A cluster was defined as the area with at least a 3-fold increase in fluorescence intensity with respect to the signal of VASP along the adjacent leading edge. We added this information in the Material and Methods section of the revised manuscript.

3. Fig S3D: Is this a site of filopodia initiation? The cluster shown is rather invaginated. The movie S7 is much better: the localization at the tips of filopodia should be shown.

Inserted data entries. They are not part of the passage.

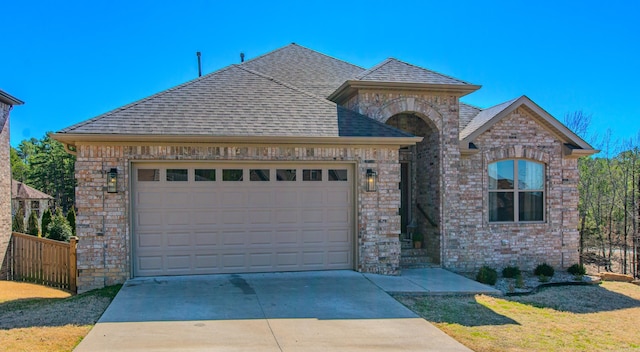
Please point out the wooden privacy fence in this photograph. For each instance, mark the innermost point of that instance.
(43, 261)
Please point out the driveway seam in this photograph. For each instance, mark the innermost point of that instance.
(264, 314)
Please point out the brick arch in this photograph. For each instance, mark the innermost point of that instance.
(418, 106)
(517, 152)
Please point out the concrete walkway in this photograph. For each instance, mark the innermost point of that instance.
(305, 311)
(434, 281)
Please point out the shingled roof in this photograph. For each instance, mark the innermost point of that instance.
(20, 190)
(393, 70)
(234, 102)
(304, 68)
(487, 118)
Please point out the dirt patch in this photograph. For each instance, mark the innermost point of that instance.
(10, 290)
(38, 318)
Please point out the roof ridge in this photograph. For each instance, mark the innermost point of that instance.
(374, 68)
(140, 101)
(303, 47)
(436, 72)
(285, 84)
(374, 121)
(471, 105)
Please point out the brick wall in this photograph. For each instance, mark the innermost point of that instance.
(479, 242)
(463, 239)
(5, 188)
(103, 218)
(436, 159)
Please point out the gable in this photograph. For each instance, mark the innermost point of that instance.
(487, 118)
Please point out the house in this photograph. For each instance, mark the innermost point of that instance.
(6, 104)
(29, 199)
(295, 160)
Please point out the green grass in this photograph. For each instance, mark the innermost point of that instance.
(573, 318)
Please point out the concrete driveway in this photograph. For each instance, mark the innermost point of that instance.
(307, 311)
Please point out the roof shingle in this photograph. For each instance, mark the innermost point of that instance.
(392, 70)
(20, 190)
(309, 70)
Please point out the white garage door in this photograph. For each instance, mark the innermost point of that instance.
(204, 218)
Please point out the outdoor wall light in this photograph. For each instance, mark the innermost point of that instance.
(112, 181)
(372, 180)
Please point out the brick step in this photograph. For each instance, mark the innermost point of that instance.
(414, 252)
(415, 260)
(419, 266)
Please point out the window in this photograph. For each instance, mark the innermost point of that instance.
(177, 175)
(516, 191)
(232, 175)
(337, 175)
(205, 174)
(259, 175)
(35, 206)
(148, 175)
(286, 174)
(312, 175)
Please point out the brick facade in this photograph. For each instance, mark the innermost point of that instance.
(478, 242)
(449, 191)
(5, 187)
(453, 190)
(435, 160)
(104, 253)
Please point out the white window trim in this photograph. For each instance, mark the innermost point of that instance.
(516, 191)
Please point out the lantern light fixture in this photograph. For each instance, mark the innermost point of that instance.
(112, 181)
(372, 180)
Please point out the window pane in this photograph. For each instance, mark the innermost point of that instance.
(286, 174)
(337, 175)
(530, 175)
(530, 206)
(501, 206)
(177, 175)
(259, 174)
(232, 175)
(205, 174)
(312, 175)
(148, 175)
(501, 175)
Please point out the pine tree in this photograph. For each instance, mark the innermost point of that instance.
(59, 228)
(71, 219)
(32, 226)
(18, 221)
(46, 220)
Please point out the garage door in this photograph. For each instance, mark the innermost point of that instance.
(199, 218)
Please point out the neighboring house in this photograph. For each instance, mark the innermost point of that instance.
(267, 166)
(6, 104)
(29, 198)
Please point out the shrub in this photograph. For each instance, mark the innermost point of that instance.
(71, 219)
(577, 269)
(59, 228)
(46, 220)
(544, 269)
(32, 226)
(17, 225)
(511, 272)
(487, 275)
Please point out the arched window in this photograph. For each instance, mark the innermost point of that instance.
(516, 191)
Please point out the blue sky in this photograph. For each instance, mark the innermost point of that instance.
(72, 60)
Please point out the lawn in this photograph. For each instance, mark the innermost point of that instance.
(570, 318)
(39, 318)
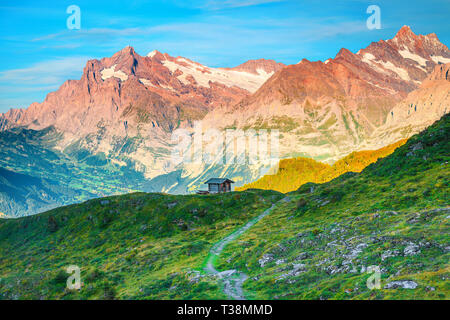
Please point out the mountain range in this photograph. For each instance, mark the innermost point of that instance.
(118, 119)
(322, 241)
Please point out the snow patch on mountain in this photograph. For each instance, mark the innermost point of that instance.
(203, 75)
(110, 72)
(405, 53)
(439, 59)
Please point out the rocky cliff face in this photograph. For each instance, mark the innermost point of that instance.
(327, 109)
(125, 107)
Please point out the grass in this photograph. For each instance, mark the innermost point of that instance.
(394, 215)
(138, 246)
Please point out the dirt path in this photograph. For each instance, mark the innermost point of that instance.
(233, 279)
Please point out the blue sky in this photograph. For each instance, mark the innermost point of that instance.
(39, 53)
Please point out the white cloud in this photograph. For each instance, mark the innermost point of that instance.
(50, 72)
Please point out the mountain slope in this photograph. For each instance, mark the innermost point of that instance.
(319, 245)
(137, 246)
(392, 217)
(293, 173)
(335, 107)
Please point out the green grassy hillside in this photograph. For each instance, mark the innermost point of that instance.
(293, 173)
(393, 215)
(138, 246)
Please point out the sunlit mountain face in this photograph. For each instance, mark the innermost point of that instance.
(257, 149)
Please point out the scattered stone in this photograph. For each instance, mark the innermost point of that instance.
(280, 261)
(265, 260)
(171, 205)
(388, 254)
(411, 250)
(403, 284)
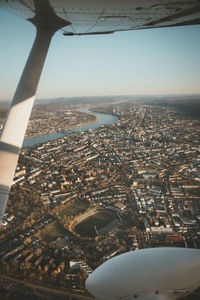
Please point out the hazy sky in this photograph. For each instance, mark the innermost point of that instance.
(157, 61)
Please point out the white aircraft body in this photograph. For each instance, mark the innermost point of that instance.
(160, 273)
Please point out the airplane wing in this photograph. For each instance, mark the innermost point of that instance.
(108, 16)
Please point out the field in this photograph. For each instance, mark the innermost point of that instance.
(100, 220)
(76, 208)
(53, 232)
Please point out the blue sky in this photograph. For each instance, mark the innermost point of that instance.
(157, 61)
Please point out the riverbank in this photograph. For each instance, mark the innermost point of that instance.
(95, 120)
(98, 121)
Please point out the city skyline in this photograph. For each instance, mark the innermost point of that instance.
(157, 61)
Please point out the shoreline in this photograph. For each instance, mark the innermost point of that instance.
(80, 125)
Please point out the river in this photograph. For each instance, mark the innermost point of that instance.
(103, 119)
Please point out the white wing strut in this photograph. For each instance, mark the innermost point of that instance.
(47, 23)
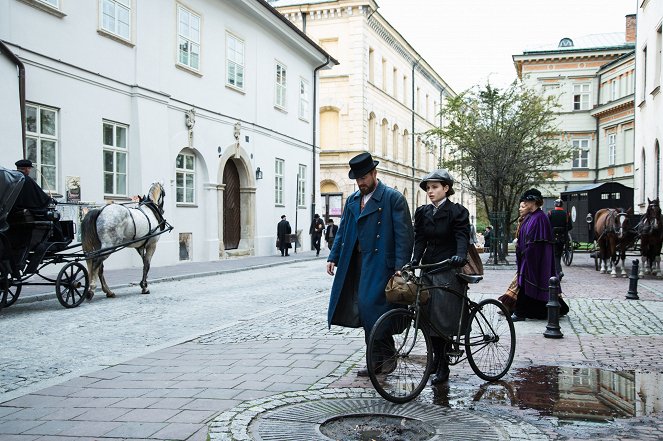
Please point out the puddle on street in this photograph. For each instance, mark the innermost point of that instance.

In order to demonstrate that the foci to which IRSp53 and VASP localize are the sites of subsequent filopodia initiation, we added an additional set of stills from the very same movie, showing that the IRSp53 and VASP foci indeed precede the formation of a bona fide growing filopodium. We also indicated by arrows the timing of the appearance of IRSp53 and VASP at the tip of the nascent filopodium (Fig. S4D and Movie S8 of the revised manuscript).

3. Fig S3E missing (Fig S3E is mislabelled and should read FigS3F).

We amended this mistake.

4. Fig S4C Were all cells with at least one filopodia tip positive for VASP counted?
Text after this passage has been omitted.